Doch das Thema wurde von Ministerien und vom Bund laut Bürgermeister Klaffenbach nie richtig ernst genommen. "Ob das AKW jetzt die bessere Alternative ist, weiß ich nicht. Das ist eine saubere Energieform, das muss man ganz ehrlich sagen. Die sauberste, die es vielleicht derzeit gibt. Aber es gibt für alles ein Für und ein Wider."

Ist ein AKW das kleinere Übel im Vergleich zur Braunkohle? Zumindest gibt es bisher keine Fragen oder Beschwerden zu den AKW-Plänen, sagt Klaffenbach.

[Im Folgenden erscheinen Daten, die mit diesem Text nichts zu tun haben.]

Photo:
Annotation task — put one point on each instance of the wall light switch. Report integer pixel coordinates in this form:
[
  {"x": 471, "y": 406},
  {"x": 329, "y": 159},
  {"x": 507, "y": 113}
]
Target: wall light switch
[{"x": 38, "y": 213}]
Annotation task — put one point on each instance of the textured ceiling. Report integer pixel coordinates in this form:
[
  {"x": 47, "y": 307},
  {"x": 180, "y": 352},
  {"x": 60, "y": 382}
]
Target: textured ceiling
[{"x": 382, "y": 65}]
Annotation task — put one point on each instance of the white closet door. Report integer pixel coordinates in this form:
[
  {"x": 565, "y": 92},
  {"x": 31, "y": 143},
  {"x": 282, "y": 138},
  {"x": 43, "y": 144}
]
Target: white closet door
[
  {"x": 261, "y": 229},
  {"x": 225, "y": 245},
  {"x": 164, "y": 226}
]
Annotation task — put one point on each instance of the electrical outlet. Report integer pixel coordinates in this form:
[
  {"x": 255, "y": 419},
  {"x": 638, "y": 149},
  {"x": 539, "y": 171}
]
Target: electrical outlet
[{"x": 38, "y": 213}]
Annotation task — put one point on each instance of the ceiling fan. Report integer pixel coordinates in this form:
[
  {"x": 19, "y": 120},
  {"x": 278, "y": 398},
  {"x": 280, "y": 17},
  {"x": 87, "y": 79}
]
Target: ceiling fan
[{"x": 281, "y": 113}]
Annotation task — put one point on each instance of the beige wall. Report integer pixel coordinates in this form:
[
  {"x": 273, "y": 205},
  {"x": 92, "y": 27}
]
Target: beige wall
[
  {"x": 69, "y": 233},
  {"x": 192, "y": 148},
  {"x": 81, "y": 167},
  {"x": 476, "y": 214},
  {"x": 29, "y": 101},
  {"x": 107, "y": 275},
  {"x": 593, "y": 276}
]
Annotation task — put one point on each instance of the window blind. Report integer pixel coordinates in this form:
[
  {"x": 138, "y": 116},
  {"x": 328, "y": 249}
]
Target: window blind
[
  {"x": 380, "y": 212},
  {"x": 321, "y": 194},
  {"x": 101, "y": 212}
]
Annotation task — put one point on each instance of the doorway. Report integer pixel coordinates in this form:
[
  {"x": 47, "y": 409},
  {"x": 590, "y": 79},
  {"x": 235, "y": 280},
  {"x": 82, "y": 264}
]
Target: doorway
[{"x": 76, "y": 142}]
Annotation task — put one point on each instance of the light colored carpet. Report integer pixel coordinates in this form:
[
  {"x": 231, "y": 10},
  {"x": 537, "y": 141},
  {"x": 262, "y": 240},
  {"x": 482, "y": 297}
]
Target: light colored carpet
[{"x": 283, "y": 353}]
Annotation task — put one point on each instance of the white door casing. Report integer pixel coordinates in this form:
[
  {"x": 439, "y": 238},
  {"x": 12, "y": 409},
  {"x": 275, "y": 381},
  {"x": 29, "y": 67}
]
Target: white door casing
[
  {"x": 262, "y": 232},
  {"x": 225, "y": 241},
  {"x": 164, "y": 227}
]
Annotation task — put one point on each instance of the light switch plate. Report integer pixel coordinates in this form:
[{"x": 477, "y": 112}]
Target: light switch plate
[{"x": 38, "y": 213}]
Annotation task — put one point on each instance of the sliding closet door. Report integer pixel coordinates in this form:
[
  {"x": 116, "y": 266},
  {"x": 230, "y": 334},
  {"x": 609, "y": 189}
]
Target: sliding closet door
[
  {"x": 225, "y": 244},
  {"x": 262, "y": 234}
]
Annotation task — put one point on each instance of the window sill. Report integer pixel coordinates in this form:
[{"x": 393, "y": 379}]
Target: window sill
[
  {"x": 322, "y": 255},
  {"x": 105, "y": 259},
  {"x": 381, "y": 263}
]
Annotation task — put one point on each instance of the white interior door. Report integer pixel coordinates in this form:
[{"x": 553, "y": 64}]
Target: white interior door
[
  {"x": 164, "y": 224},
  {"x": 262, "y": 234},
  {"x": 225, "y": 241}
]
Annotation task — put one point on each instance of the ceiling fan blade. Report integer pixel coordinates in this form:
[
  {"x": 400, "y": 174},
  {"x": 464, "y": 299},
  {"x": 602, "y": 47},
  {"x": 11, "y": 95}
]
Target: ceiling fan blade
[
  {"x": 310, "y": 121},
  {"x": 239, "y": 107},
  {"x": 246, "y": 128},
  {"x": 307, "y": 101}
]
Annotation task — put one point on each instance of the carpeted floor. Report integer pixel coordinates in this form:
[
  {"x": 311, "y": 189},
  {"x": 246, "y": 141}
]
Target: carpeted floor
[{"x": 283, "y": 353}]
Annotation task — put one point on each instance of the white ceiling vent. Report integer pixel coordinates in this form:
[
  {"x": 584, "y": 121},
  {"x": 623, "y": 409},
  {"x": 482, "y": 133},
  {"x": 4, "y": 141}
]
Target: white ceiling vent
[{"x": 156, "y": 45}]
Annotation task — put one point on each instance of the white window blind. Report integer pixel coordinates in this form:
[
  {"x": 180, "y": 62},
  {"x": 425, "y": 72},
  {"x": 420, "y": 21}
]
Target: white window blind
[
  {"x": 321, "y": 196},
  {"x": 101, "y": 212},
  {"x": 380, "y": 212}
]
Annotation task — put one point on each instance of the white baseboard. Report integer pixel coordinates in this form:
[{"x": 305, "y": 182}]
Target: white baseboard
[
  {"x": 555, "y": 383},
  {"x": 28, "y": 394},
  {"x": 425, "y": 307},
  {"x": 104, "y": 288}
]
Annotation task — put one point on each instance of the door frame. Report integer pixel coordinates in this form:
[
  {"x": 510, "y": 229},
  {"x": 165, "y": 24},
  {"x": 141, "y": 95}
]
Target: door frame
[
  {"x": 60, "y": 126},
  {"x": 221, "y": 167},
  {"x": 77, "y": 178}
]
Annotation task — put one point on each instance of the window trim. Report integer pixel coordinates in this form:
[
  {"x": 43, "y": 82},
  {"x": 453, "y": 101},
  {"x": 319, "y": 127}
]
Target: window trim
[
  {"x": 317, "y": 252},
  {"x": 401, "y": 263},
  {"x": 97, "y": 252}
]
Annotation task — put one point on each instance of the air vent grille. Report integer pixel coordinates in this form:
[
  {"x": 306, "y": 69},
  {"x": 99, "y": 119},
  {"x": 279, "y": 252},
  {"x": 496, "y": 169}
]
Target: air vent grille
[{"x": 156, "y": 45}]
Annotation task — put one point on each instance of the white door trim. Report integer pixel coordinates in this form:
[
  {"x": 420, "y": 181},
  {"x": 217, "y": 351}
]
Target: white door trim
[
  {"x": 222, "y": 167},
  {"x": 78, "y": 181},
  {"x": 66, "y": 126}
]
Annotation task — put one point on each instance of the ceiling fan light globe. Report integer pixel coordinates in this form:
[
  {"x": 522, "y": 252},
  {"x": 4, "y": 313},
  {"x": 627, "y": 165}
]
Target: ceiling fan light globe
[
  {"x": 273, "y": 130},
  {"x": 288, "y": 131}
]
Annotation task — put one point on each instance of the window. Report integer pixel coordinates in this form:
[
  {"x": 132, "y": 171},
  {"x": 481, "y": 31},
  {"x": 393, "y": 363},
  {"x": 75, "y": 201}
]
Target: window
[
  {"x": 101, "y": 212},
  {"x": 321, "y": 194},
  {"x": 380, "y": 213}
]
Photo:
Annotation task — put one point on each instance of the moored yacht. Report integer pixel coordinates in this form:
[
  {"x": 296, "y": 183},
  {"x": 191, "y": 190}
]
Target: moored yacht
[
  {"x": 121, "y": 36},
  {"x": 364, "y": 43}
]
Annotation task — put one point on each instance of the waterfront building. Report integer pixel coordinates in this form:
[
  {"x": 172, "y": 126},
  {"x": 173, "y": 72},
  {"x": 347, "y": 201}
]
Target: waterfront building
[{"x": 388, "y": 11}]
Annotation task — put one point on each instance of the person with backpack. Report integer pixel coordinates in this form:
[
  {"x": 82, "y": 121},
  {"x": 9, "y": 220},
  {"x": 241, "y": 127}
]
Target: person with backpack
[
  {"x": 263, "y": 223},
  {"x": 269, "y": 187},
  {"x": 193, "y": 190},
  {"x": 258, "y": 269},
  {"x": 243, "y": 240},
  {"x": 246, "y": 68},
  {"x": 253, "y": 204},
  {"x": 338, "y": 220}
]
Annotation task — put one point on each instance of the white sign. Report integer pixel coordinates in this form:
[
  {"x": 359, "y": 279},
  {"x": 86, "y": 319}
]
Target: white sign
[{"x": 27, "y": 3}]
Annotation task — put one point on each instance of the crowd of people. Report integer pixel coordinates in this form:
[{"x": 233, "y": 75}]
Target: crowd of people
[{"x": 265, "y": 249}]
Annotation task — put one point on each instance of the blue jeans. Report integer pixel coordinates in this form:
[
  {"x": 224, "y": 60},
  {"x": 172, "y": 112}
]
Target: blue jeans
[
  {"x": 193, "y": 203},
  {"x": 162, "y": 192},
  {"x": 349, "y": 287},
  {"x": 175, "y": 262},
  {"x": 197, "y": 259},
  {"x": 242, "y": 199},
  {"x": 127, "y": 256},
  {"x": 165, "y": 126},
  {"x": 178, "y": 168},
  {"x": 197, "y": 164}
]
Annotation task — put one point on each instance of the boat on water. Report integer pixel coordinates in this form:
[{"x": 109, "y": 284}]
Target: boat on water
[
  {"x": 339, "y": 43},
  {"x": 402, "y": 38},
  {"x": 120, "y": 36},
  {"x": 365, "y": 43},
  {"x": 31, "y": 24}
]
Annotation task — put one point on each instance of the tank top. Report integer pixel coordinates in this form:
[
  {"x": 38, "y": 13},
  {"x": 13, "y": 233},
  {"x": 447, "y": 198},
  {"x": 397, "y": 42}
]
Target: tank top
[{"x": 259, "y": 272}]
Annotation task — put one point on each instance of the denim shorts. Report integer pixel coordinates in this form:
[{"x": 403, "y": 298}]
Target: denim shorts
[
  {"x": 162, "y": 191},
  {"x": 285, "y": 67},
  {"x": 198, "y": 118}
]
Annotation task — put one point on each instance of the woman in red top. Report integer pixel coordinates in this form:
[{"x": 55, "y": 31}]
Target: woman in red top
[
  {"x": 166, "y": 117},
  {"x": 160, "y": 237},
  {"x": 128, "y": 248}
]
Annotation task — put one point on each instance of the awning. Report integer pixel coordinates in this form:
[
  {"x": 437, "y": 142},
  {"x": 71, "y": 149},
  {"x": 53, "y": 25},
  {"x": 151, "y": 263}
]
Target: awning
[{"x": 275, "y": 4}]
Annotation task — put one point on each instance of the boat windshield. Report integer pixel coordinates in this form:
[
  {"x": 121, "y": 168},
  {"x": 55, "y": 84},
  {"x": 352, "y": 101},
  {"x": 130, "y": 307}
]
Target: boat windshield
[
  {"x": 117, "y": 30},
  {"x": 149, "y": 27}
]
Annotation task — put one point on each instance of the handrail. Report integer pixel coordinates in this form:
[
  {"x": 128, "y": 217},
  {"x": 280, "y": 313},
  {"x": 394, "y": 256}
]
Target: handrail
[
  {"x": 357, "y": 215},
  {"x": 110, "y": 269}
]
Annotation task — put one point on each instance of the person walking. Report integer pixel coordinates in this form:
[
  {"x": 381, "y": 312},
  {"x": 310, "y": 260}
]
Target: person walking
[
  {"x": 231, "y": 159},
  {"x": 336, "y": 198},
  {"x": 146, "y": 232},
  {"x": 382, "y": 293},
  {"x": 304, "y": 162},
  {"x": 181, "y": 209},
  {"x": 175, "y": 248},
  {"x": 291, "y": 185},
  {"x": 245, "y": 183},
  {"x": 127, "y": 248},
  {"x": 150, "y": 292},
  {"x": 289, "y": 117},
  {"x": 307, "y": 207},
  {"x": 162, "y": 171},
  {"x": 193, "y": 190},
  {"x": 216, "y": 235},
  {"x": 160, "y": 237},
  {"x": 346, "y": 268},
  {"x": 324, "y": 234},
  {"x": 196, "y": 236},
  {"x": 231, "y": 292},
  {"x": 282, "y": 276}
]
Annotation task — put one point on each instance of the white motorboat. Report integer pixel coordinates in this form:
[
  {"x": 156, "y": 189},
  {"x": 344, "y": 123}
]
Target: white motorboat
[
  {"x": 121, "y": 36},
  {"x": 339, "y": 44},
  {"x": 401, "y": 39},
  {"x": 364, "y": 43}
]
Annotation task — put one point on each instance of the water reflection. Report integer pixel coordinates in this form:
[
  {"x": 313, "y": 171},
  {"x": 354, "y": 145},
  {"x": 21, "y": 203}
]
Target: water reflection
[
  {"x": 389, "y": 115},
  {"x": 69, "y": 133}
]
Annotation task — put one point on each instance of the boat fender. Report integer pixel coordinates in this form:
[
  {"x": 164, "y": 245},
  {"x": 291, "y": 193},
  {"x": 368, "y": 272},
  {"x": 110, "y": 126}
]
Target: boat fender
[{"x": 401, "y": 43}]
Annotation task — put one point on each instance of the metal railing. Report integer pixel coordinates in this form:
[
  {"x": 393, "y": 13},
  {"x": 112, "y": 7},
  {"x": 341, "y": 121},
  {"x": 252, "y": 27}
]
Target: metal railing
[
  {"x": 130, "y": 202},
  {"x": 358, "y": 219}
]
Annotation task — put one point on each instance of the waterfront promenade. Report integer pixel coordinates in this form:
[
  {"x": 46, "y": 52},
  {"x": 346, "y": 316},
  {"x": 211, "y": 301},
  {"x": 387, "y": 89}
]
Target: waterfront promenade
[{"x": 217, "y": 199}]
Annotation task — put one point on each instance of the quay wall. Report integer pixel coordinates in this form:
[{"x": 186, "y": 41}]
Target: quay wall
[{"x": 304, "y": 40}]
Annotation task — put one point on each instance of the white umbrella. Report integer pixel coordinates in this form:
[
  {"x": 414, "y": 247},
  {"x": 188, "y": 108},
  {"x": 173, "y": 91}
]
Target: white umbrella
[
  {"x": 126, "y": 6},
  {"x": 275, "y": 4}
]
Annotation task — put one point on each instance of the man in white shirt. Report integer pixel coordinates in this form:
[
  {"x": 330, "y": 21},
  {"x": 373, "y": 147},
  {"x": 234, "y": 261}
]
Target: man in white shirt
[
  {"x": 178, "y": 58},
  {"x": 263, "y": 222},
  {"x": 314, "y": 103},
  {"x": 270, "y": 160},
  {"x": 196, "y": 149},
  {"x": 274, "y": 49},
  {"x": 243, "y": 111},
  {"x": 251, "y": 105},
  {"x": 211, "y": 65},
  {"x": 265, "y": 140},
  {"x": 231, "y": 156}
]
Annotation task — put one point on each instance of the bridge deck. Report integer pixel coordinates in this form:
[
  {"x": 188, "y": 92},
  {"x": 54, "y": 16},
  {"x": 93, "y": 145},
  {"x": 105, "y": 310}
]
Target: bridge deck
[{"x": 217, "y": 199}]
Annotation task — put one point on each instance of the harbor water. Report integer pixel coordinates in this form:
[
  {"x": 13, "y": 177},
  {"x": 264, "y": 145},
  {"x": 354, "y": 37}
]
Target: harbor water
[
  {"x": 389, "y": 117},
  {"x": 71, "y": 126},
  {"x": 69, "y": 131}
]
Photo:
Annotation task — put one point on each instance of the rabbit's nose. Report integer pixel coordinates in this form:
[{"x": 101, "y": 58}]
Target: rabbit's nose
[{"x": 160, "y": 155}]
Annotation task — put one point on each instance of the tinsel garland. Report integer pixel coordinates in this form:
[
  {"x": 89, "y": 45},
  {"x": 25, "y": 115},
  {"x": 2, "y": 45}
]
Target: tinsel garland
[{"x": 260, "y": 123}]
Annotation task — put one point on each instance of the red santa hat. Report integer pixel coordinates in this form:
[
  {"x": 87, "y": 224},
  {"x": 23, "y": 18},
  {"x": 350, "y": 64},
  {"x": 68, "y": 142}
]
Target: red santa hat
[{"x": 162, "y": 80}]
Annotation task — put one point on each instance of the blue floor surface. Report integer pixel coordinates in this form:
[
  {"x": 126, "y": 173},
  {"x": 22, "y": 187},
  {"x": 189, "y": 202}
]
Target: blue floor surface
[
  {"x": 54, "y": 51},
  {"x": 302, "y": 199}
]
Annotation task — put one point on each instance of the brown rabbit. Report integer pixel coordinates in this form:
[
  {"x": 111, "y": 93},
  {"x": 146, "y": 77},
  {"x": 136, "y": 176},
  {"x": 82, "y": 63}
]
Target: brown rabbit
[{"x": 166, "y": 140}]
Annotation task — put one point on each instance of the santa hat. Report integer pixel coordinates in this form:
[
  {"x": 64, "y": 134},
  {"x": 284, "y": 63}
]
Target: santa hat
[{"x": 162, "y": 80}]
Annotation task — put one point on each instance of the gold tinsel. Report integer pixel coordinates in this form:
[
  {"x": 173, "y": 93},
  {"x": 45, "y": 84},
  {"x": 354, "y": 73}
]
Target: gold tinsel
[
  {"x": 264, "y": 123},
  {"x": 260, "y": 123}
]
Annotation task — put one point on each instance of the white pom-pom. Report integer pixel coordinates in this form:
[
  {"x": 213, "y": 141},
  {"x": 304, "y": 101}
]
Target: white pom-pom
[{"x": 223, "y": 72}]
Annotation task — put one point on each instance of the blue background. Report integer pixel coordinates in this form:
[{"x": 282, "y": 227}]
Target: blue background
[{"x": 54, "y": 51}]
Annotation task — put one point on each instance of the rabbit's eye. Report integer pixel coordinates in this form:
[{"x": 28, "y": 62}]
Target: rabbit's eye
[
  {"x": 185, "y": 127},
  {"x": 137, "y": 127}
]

Prüfung der Umweltverträglichkeit geplant

Daher gibt die Stadt auch keine Stellungnahme im aktuell laufenden Vorverfahren zur Umweltverträglichkeitsprüfung ab. Die Frist dafür ist der heutige Montag. Doch Sachsens Umweltstaatssekretär Ulrich Menke beruhigt: "Derzeit findet ein sogenanntes Scoping-Verfahren statt. Scoping heißt Umfang- oder Reichweitenermittlung und dort werden wir ermitteln, worum es überhaupt geht, also welche Themen anliegen. Das ist die Grundlage, auf der die anschließende Umweltverträglichkeitsprüfung durchgeführt wird."

Im Rahmen dieser Umweltverträglichkeitsprüfung werde dann allen – auch der Öffentlichkeit – Gelegenheit gegeben, mit Einwänden Stellung zu nehmen, sagt Menke. Es sei eher ungewöhnlich, dass die Öffentlichkeit überhaupt schon so früh in einem Verfahren beteiligt wird, sagt Menke. Denn welche möglichen Auswirkungen das Kraftwerk auf Wasser, Luft, Umwelt oder Sicherheit der Menschen haben kann, müsse erst noch ermittelt werden.

Am Ende ist der Bau aber keine deutsche Entscheidung. Das Prüfverfahren muss den tschechischen und europäischen Vorgaben standhalten, dann stehe es dem Land frei, über die eigene Energieversorgung zu entscheiden.